Robert Walser, « Petite bière »

Dans le récent documentaire Cinéma Laika (2023), on découvre le rêve poursuivi et achevé par Aki Kaurismäki d'ouvrir une salle de cinéma dans une usine désaffectée, au milieu de la campagne : ainsi, à Karkkila, le « club des fainéants » (gang de gentils chômeurs renonçants) rencontrerait des ouvrières au détour d'une séance, au bar attenant « La Moderne », dans une ambiance post-punk Wurlitzer. Exactement comme dans ses films (le néon de l'enseigne a été recyclé des décors du Havre, le comptoir n'est autre que celui de Tiens ton foulard, Tatiana et Juha). Et comme le tout petit monde Kaurismäki est fidèle, le 2 septembre dernier, le groupe Maustetytöt (littéralement « Les Assaisonnements »), duo féminin électro repéré dans Les Feuilles mortes, jouait au Cinéma Laika. Les fans d'Helsinki pouvaient prendre un bus affrété spécialement pour Karkkila. Ce n'est pas la première fois que Kaurismäki décide de montrer des films dans un endroit reculé : en 1986, il fonde avec son frère Mika, Anssi Mänttäri et surtout Peter von Bagh, le Midnight Sun film Festival, au cœur de la Laponie finlandaise, là où le soleil ne se couche pas en été. Pendant cinq jours, près d'une centaine de projections, 24 heures sur 24, des rencontres entre cinéastes réputés et nouveaux venus, locaux et festivaliers, dans une atmosphère sans pareille. Citons l'année 1987 pour témoigner de l'excentricité improbable de la tribune : Michael Powell, Jacques Demy, Jim Jarmusch, D. A. Pennebaker, Juliet Berto, Thelma Schoonmaker, Stefan Jarl, Tom Luddy, Raymond Durgnat. L'année d'avant, pour la première édition, on raconte que c'est Samuel Fuller qui avait négocié la possibilité de projeter des films indiens sans visa auprès d'un officier de justice local zélé... L'anecdote sonne comme une scène inédite et déjà vue, serait-ce dans La Vie de bohème ? Ou dans ce film avec Jarmusch, Tigrero ?

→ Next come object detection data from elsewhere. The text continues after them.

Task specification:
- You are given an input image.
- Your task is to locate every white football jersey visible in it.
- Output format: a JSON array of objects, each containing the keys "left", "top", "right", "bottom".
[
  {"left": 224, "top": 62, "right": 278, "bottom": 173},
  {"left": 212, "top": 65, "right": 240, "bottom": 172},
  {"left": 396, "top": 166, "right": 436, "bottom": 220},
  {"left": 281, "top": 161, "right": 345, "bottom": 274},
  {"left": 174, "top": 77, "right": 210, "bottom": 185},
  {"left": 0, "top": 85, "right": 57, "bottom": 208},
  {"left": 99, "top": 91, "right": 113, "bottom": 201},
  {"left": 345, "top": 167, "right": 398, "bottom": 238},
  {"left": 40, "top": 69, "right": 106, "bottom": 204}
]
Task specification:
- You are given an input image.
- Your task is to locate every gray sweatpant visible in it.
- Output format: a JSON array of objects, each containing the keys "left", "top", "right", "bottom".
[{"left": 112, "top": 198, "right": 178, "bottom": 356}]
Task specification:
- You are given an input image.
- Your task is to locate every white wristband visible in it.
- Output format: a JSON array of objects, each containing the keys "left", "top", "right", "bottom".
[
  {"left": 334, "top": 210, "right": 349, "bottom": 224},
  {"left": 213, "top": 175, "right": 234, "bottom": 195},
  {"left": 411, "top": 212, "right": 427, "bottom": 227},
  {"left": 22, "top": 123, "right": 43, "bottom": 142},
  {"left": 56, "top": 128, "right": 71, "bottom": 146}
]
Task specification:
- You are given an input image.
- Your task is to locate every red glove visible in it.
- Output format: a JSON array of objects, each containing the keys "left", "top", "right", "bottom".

Montage. Passages d'images mortes à des images vivantes. Tout refleurit.

S'intéresser au cinéma de Kaurismäki, c'est constater un anti-système, comme quand on s'approche de Robert Bresson : pas de vérité moyenne, pas de réel, pas de documentaire, pas de miracle non plus, mais du travail et de la justesse. C'est aussi s'étonner d'une écriture automatique, inspirée du cinéma des premiers temps avec un montage en fragmentation et en soustraction, des plans autonomes qui tranchent, façon rasoir sur œil à la Buñuel, image du Chien andalou qu'il cite précocement en référence (dès 1979). Observer la méthode Kaurismäki, c'est se laisser surprendre par un drôle de dispositif sonore à inventer le silence (Tati) et à placer la musique en bonimenteuse d'histoire, ou encore par les yeux d'un chien qui pose inlassablement la question en chantant du Léo Ferré ou du Serge Reggiani : « Est-ce ainsi que les hommes vivent ? » Comprendre ses cartes à jouer, c'est noter une courte profondeur de champ à œil humain quasiment toujours à la Arriflex BL11, pas de mouvement de caméra sensible mais du décadrage et du hors-champ, pas de gros plan pour venir expliquer une émotion (merci JLG), ce n'est pas l'expression ou le texte de l'acteur qui nous émeut, mais bien la jonction des plans, image comme son. L'histoire, les mauvaises langues diront que c'est toujours la même, est racontée à coups d'ellipses, tout est postsynchronisé et la recherche sera continue jusqu'au montage. La musique, dans toute sa diversité (du Kili Watch repris en fanfare par les Leningrad Cowboys à la Pathétique de Tchaïkovski) aide à rendre une perception du monde. Le son, c'est finalement la profondeur de champ chez Kaurismäki. Sa passion immense pour la musique le rapproche de cinéastes qui parfois décident de rester aphones et confient une séquence à une chanson. Liste totalement subjective : Jaubert chez Vigo, Fréhel dans Pépé le Moko, Ferrat chez JLG (Vivre sa vie), Bernadette Lafont et Piaf dans La Maman et la Putain, Bowie et Carax dans Boy Meets Girl et Mauvais Sang, Petula Clark chez les Dardenne, et au fond tout Jarmusch. Là où le son n'est pas un assistant de l'image. Chez Kaurismäki, on regarde le poste de radio. Et on se regarde dans les yeux, puis on ramène ses yeux au sol, timides mais aussi pour rester concrets, terrestres. Visages impassibles mais cœurs bouillants à l'intérieur. Et pour citer Bresson, toujours, « les dialogues, c'est où on ne parle pas ».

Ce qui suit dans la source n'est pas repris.